Pekerja mengecek mobil yang dijual di Bursa Mobil Bekas WTC Mangga Dua, Jakarta Utara, Jumat (17/5/2019). Manajer Pemasaran Senior WTC Mangga Dua Herjanto Kosasih menyatakan penjualan mobil bekas menjelang mudik Lebaran 1440 H meningkat 20 persen dibanding hari biasa pada bulan sebelumnya [ANTARA FOTO/Sigid Kurniawan].
Pekerja mengecek mobil yang dijual di Bursa Mobil Bekas WTC Mangga Dua, Jakarta. Sebagai ilustrasi  [ANTARA FOTO/Sigid Kurniawan].

Pedagang nakal biasanya melakukan trik dengan memberi harga murah. Namun untuk menghindarkan kesalahan alias tidak tertipu, ada beberapa car bisa dilakukan agar tidak terjebak membeli mobkas tabrakan.

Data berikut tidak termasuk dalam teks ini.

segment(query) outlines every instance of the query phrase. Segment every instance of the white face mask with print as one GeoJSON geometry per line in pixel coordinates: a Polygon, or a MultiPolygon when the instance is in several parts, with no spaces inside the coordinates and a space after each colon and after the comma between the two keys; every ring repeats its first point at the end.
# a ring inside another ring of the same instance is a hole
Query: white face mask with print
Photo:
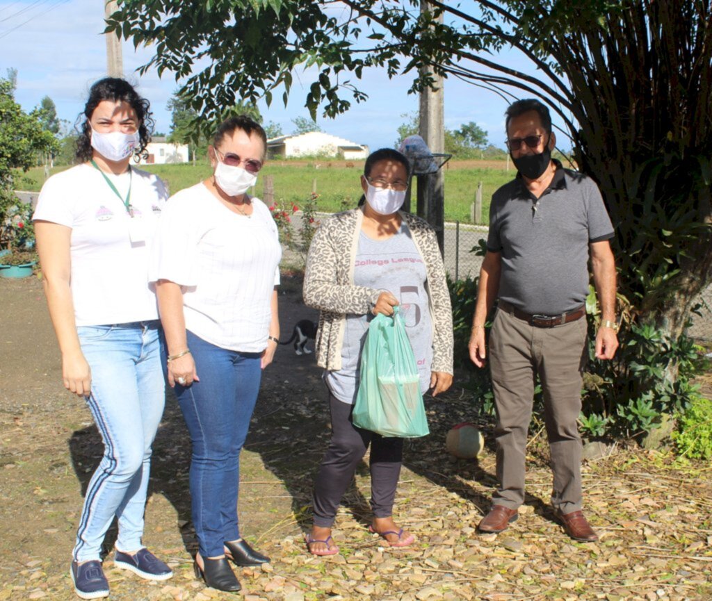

Mengutip laman mobil88, ada beberapa cara untuk menghindarinya. Berikut ini adalah cara yang bisa digunakan sebagai identifikasi:

  1. Pertama, cek sejarah kendaraan. Setiap kasus kecelakaan atau tabrakan pasti akan terdata, sehingga kondisi mobil bekas tabrakan bisa diketahui.
  2. Kedua, lakukan pengecekan terhadap mobil secara teliti. Memeriksa kondisi mobil bekas tabrakan memang sulit. Namun harus dilakukan agar konsumen tidak menyesal.
  3. Selanjutnya cek bagian belakang mobil. Pada mobil bekas tabrakan yang sudah diperbaiki, tanda bekas tabrak di bagian belakang tidak akan bisa hilang secara total.
  4. Saat memperhatikan cat panel bodi, lihat dari dekat, karena pengecekan ini membutuhkan ketelitian tingkat tinggi. Contohnya, bagian tutup tangki dengan bagian dekat lampu belakang, pada mobil bekas tabrakan akan tampak perbedaannya.
  5. Cek kondisi cat pada permukaan bodi secara teliti. Lakukan pengecekan dari jarak dekat. Perhatikan kualitas catnya, jika terdapat perbedaan warna dan tekstur pada panel bodi, maka hal itu indikasi kuat bahwa mobil itu bekas tabrakan.
  6. Pegang permukaan panel bodi mobil dengan tangan. Cat yang asli akan terasa halus dan lembut saat disentuh. Sebaliknya, cat pada panel bodi mobil bekas tabrakan yang dicat ulang akan terasa kasar.
  7. Periksa juga bagian kap mesin, perhatikan engsel pada kap mesin ini. Cek kondisi baut-bautnya. Jika terdapat goresan pada baut, maka hal itu adalah indikasi bahwa beberapa bagian yang diganti atau disesuaikan, yang posisinya sudah berubah dibandingkan kondisi normal.
  8. Jangan anggap remeh jika terdapat karat kecil pada beberapa bagian mobil. Hal itu menunjukkan bahwa mobil adalah bekas tabrakan.
  9. Terakhir untuk mengetahui mobil bekas tabrakan atau tidak, cek juga apakah mobil itu bekas banjir atau tidak. Mobil bekas banjir berpotensi menimbulkan berbagai masalah, misalnya gangguan pada instalasi kelistrikan, munculnya jamur dan beragam problem lainnya.